The New Year dawned slowly and drearily in North Wales. Low cloud and rain obscured the view from the hill side, rivulets of rain drops ran like miniature rivers down the window so it was almost impossible to see out. It was not the kind of morning you wanted to head outside, but rather one to stay in and curl up with a book. The first day of the New Year usually sees us heading out on our own kind of ‘bird race’. Many birders do this; the turn of the year sees a new blank slate when it comes to your yearly bird list, and so many head out to try and see as many different species in one day. Naturally many get very competitive and the day is planned like a military operation in order to go to as many different habitats to get as wide a variety as possible. For us it is not ever that serious, but we do enjoy heading out and seeing how many species we can see, to kick start our year. As grey light seeped across the garden and fields revealing the dreary rain we were in no mood to venture out. So it came to it that our birding for the first few hours of 2017 was what we affectionately call ‘Arm Chair’ birding. Not an easy task with the obscured windows, and the fact that many birds seemed content to stay sheltered amongst trees and bushes rather than venturing into the open. But there was some movement, many cannot simply hide from the rain and must seek food regardless. Large numbers of Redwings and Starlings, plus a few Song Thrush were scattered through the fields over the garden hedge, occasionally lifting up in one synchronous mass to move into the hedgerow or to another field. Small finches and tits flitted from the hedges onto the garden feeders, dashing in and out of the rain.
By lunch time the rain had cleared to reveal bright blue sky and a golden sun that was already on its way to the horizon. Seizing the opportunity we headed out, the whole family bundling into the car, to a nearby industrial estate where there had been reports of those beautiful birds Waxwings. The light was deeply golden by the time we arrived, and while the Waxwings were nowhere to be seen, with only the deep red rowan berries indicating where they had been and perhaps where they would return. But there were plenty of Redwings, Fieldfare and a small group of lovely Bullfinches to delight our adventure out.
The following night and it was pitch black on the hill side. The lights of the towns below twinkled orange and white, a seemingly random pattern of clusters and straight lines. Above the stars spread out across a clear, velvet black sky in which the moon grinned like a Cheshire Cat. The dense black of trees and hedgerows were silhouetted against the twinkling vista above and below. From a strategically placed net we extracted a rather beautiful Tawny Owl. Its brilliant black eyes, like deep bottomless pools, stared straight back at me through the torch light. Once aged, measured and weighed the torch was switched off and we let the bird gain its night vision back. Then against the backdrop of twinkling stars and lights the bird silently lifted off and disappeared into the black.
Hard to believe we were now already into the third day of the New Year. Our quest for birds continued with walks along the nearby canal; a trip to the windswept, bitterly cold, coast where numerous Pintail were the highlight; and the frozen water of Venus Pool in Shropshire where although the rare Pine Bunting had done a disappearing act, Snipe and Corn Bunting were welcome early additions to our 2017 list.

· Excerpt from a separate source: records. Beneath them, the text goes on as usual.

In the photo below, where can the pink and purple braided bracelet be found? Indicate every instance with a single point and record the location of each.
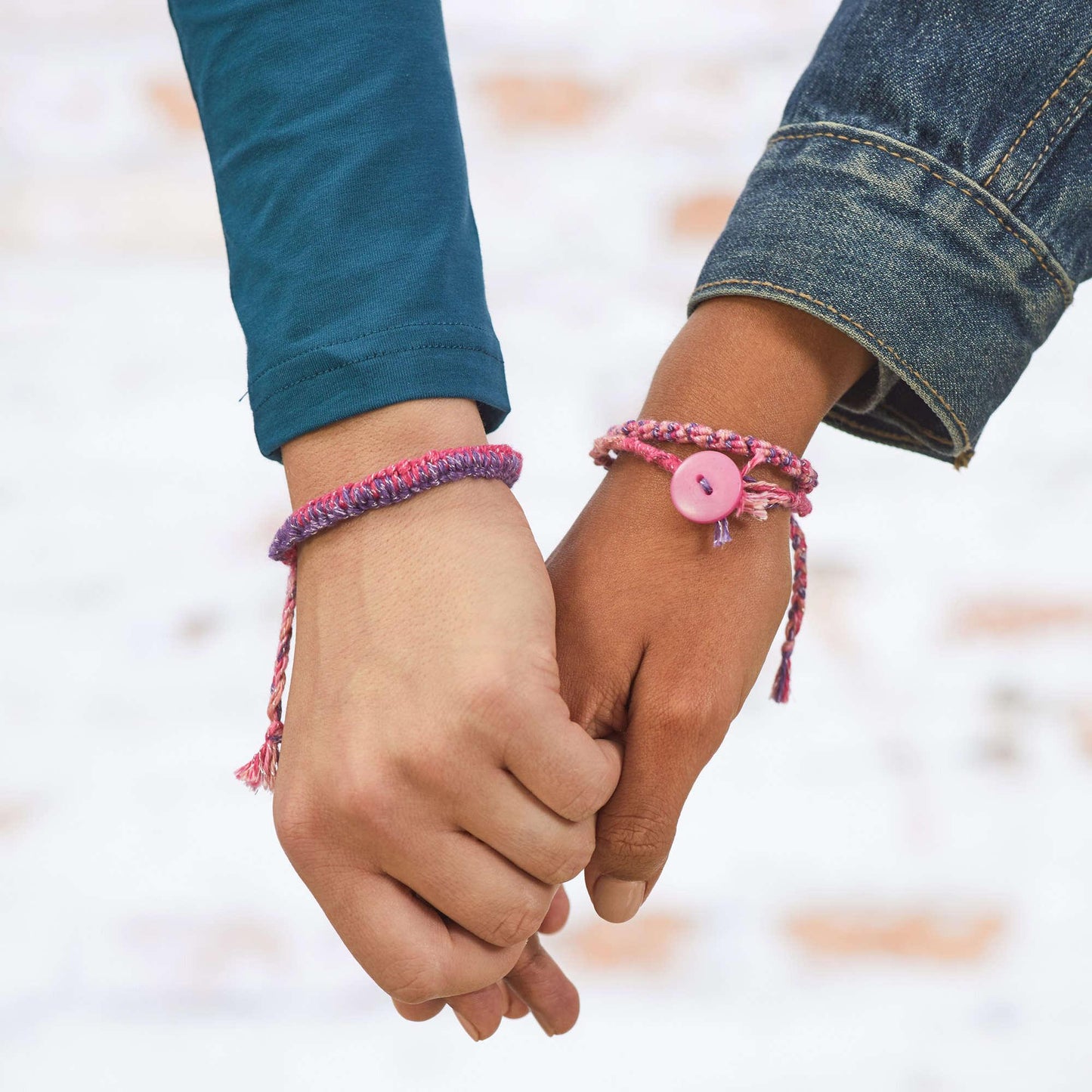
(389, 486)
(708, 487)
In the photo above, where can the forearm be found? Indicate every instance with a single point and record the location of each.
(758, 367)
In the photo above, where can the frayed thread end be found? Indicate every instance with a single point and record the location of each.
(260, 772)
(782, 682)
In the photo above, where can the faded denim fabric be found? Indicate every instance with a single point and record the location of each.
(339, 163)
(928, 193)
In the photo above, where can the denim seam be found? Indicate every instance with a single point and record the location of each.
(1070, 118)
(907, 441)
(370, 333)
(928, 169)
(913, 424)
(362, 360)
(1023, 132)
(851, 421)
(854, 322)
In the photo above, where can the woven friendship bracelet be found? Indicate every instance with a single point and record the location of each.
(709, 487)
(389, 486)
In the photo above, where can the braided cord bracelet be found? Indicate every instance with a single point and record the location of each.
(389, 486)
(708, 487)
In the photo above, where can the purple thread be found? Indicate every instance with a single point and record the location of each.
(392, 485)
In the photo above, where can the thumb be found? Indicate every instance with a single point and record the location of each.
(674, 729)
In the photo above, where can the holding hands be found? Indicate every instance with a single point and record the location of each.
(446, 755)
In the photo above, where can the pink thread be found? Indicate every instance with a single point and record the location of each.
(389, 486)
(639, 438)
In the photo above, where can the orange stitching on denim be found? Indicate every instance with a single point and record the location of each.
(853, 322)
(1072, 114)
(1035, 117)
(928, 169)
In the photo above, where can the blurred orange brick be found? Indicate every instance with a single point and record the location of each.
(1001, 617)
(14, 816)
(650, 942)
(701, 216)
(923, 936)
(1082, 726)
(173, 100)
(524, 102)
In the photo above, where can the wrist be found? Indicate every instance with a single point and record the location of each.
(352, 449)
(758, 367)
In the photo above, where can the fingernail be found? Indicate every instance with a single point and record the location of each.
(542, 1023)
(469, 1028)
(617, 900)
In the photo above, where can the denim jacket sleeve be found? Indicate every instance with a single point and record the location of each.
(340, 172)
(928, 193)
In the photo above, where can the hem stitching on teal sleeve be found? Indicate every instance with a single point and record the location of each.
(1066, 291)
(362, 360)
(370, 333)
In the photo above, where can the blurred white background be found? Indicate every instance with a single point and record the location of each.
(886, 886)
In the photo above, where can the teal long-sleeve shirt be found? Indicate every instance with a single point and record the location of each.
(930, 193)
(339, 163)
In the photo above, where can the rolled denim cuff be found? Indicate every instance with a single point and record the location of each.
(936, 277)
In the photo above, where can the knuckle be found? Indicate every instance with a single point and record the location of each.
(412, 979)
(297, 822)
(571, 859)
(639, 838)
(518, 923)
(590, 795)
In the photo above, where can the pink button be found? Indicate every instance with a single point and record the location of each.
(707, 487)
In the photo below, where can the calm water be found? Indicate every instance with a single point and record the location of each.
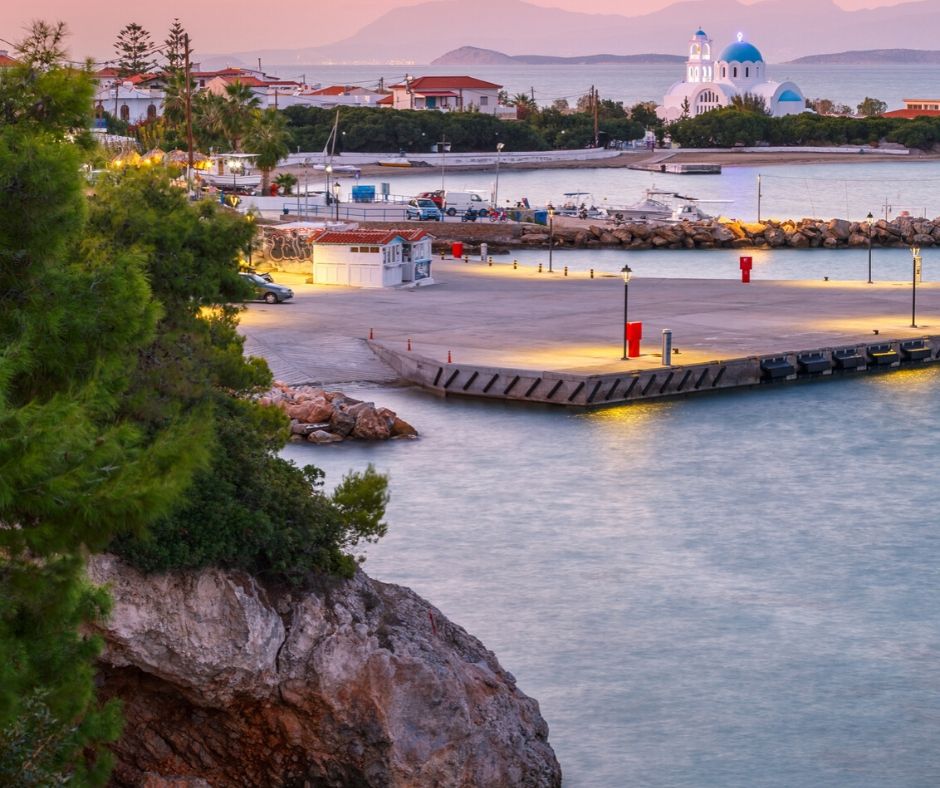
(736, 590)
(846, 265)
(845, 190)
(634, 83)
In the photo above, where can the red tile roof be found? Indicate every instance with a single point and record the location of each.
(448, 83)
(346, 237)
(910, 114)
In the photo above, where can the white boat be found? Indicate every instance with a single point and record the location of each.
(662, 206)
(580, 205)
(233, 171)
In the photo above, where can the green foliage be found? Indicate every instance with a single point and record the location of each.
(259, 513)
(267, 137)
(134, 51)
(76, 314)
(870, 107)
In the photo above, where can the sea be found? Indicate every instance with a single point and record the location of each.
(736, 590)
(630, 84)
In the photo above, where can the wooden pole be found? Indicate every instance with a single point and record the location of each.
(187, 73)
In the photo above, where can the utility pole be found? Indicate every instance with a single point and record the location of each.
(187, 75)
(596, 138)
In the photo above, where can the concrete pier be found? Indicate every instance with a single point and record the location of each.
(550, 338)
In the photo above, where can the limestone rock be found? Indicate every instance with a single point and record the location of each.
(353, 682)
(370, 425)
(323, 437)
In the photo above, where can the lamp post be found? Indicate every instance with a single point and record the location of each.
(551, 235)
(329, 172)
(626, 272)
(235, 166)
(499, 149)
(443, 146)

And all the while, the large flock of Redwing remained in the fields outside the house. It was on the second day of the New Year that we noticed a ‘blonde bombshell’. A pale bird, the same size as the thrushes and yet completely the wrong colour. A closer look through binoculars revealed a yellowy brown back and head, almost pale gingery brown in certain lights, white belly and pale yellowy brown spots on the flanks. Based on the shape of the bird and the patterning we deduced it was likely a Song Thrush. But what was up with the plumage? Was this another, perhaps stranger case, of leucism? Like the House Sparrows with white feathers. Leucism is the absence of melanin producing cells in the feathers resulting in a lack of colour and meaning the feather is usually pure white. If the normal plumage contains carotenoids (e.g. yellows) these feathers can remain unaffected. However our ‘blonde bombshell’ had pale yellowy brown feathers that would normally be a much darker brown colour. There are a number of potential theories. We could be seeing an Erythrystic bird, a condition where there is an excess of reddish pigments. Certainly in some lights the yellow/brown feathers appeared almost pale ginger in colour. Or it could be flavism where there is an excess of yellow pigments in the feathers. Either way both are likely caused by a genetic mutation and appear to be much rarer than leucism and albinism. As to which it is the jury is still out as the bird never came really close enough to decipher whether it was pale gingery brown or predominantly yellow.
Of course our recording of the bird species we see and hear does not end with the first week of 2017. We will continue noting the species we encounter, whether through birding or ringing, and continue to submit the data to the BTO, either through our ringing databases or Bird Track. And of course we’ll continue to update Wild Barley with those adventures.